Por fin, era el día del último examen del curso, con el que se coronaría como primero de su promoción al finalizar la carrera. Estaba realmente nervioso, de la nota de esa prueba dependía su futuro. El resto de alumnos esperaba en la puerta de la sala donde se celebraría el examen. También estaba Marga, en el otro extremo de la muchedumbre, con facciones de cansancio y sin maquillar. Dan la observaba de reojo desde la lejanía, deseando en su fuero interior que le saliera bien. Aun a pesar de su situación, cambiaría su nota por la suya. Era preciosa, era inteligente. Pero no la conocía. Ni si quiera había hablado con ella más allá que un saludo convencional por educación.

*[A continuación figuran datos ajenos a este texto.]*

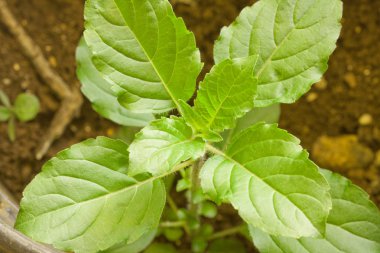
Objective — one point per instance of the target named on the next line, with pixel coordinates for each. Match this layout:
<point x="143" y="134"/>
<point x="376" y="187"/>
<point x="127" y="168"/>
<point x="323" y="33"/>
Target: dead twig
<point x="71" y="98"/>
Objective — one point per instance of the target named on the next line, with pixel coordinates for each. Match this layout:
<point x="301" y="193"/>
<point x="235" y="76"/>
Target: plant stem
<point x="172" y="224"/>
<point x="214" y="150"/>
<point x="227" y="232"/>
<point x="172" y="204"/>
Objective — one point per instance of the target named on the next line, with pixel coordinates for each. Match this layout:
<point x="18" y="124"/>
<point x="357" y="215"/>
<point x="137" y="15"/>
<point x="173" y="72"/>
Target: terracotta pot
<point x="12" y="241"/>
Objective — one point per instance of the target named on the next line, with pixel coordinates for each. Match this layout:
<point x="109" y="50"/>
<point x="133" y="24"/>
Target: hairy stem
<point x="227" y="232"/>
<point x="173" y="224"/>
<point x="214" y="150"/>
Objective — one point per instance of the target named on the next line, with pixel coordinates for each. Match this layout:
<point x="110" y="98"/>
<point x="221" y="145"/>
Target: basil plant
<point x="139" y="64"/>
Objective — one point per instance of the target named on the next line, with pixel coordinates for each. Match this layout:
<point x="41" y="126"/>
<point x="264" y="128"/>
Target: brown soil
<point x="347" y="102"/>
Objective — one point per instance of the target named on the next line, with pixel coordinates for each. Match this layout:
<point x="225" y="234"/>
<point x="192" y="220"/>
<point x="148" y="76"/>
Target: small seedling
<point x="25" y="108"/>
<point x="138" y="65"/>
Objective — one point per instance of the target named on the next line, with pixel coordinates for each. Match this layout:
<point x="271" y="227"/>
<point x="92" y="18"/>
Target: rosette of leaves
<point x="137" y="60"/>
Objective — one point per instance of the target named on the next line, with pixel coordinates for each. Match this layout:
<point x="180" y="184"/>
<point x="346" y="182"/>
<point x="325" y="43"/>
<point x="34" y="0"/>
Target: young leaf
<point x="5" y="114"/>
<point x="4" y="99"/>
<point x="162" y="145"/>
<point x="268" y="178"/>
<point x="353" y="225"/>
<point x="82" y="202"/>
<point x="99" y="92"/>
<point x="270" y="114"/>
<point x="293" y="40"/>
<point x="145" y="50"/>
<point x="26" y="107"/>
<point x="12" y="129"/>
<point x="226" y="94"/>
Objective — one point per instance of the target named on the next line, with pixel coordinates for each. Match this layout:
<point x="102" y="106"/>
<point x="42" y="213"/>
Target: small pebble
<point x="53" y="61"/>
<point x="366" y="119"/>
<point x="24" y="22"/>
<point x="7" y="81"/>
<point x="350" y="79"/>
<point x="367" y="72"/>
<point x="321" y="85"/>
<point x="311" y="97"/>
<point x="26" y="172"/>
<point x="73" y="128"/>
<point x="25" y="84"/>
<point x="110" y="132"/>
<point x="48" y="48"/>
<point x="87" y="129"/>
<point x="16" y="67"/>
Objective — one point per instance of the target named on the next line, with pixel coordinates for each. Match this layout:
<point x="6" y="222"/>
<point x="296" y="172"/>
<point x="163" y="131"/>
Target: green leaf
<point x="162" y="145"/>
<point x="12" y="129"/>
<point x="270" y="114"/>
<point x="5" y="114"/>
<point x="161" y="248"/>
<point x="226" y="94"/>
<point x="144" y="50"/>
<point x="353" y="225"/>
<point x="293" y="40"/>
<point x="4" y="99"/>
<point x="208" y="210"/>
<point x="173" y="234"/>
<point x="135" y="247"/>
<point x="99" y="92"/>
<point x="268" y="178"/>
<point x="226" y="246"/>
<point x="82" y="202"/>
<point x="26" y="107"/>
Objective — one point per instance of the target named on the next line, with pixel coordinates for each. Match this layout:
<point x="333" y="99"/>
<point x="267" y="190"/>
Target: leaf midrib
<point x="221" y="153"/>
<point x="269" y="59"/>
<point x="138" y="184"/>
<point x="164" y="84"/>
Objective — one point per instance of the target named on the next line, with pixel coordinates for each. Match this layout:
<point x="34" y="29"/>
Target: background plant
<point x="25" y="108"/>
<point x="137" y="61"/>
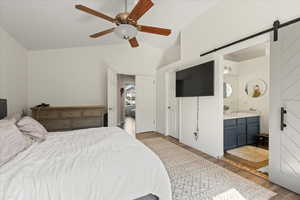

Pero no era momento de pensar en eso, aunque no podía evitarlo, por lo que decidió situarse lo más lejos de ella en el aula, con la mala suerte de que el profesor decidió cambiar la posición de Marga a primera fila, justo al lado de Dan. "Ayúdame", susurró ella, "eres el chico más listo de la clase". Él agradeció con una sonrisa tímida aquel apunte y, sin más dilación, empezaron las hojas a circular por las mesas. Había dos partes: el tipo test de cuarenta preguntas y la parte de redacción, donde tendrías que escoger dos temas a responder. Cada respuesta que escribía Dan se la susurraba discretamente a ella, quien escuchaba atentamente y respondía con una rapidez impresionante. Así se fueron resolviendo los minutos del test. El problema vendría en los temas a redactar. "¿Cómo lo hago?", preguntó Dan. "Responde sólo un tema y pásame la hoja. Cuando acabe de copiarla te devuelvo la tuya y acabas el examen". Así lo hizo. Le otorgó su respuesta por debajo de la mesa mientras el profesor vigilaba las filas del fondo. Mientras tanto fingía que repasaba el test y miraba a Marga con inquietud. No llevaba reloj y no estaba preocupado por el tiempo, pero el tiempo corría rápido. Demasiado rápido. Marga le devolvió la hoja y él se dispuso a empezar la última pregunta. Ella se levantó, entregó el examen y se fue. Dan empezó a escribir pensando muy bien lo que tenía que responder y cómo tenía que responderlo. Estaba plenamente concentrado y sabía que podía contestar todo lo necesario para conseguir el diez. Todo iba fenomenal y estaba emocionado  sabiendo que empezaría el máster, que tendría la beca y que no sería una carga económica para su madre, cuando, de repente, el examinador se plantó frente a él y le pidió el examen, "se ha acabado el tiempo, tienes que entregarlo ya".

Nada más salir de la sala no pudo contener un grito de rabia, "¡Joder!". Se tiraba del pelo sin reparar en el daño que se estaba haciendo. No podía creer que se hubiera ido todo al garete. Trataba de autoconvencerse de que igual tenía alguna esperanza, porque aunque faltara algo de información, toda la información estaba bien.En cambio, sabía que las cosas no eran así y, que por mucho que llorase, a los profesores de universidad les da igual que no tengas dinero y necesites más nota. Te tienes que ganar la beca. Pensó en presentarse a la recuperación con el pretexto de subir nota, pero aún no podía notificar esa decisión hasta que se publicara el tablón de resultados. Para colmo, Marga se había ido, no le había esperado ni si quiera para darle un mísero "gracias". Se marchó con un fuego en el pecho que le invadía, con un enfado exponencial que no había sentido nunca.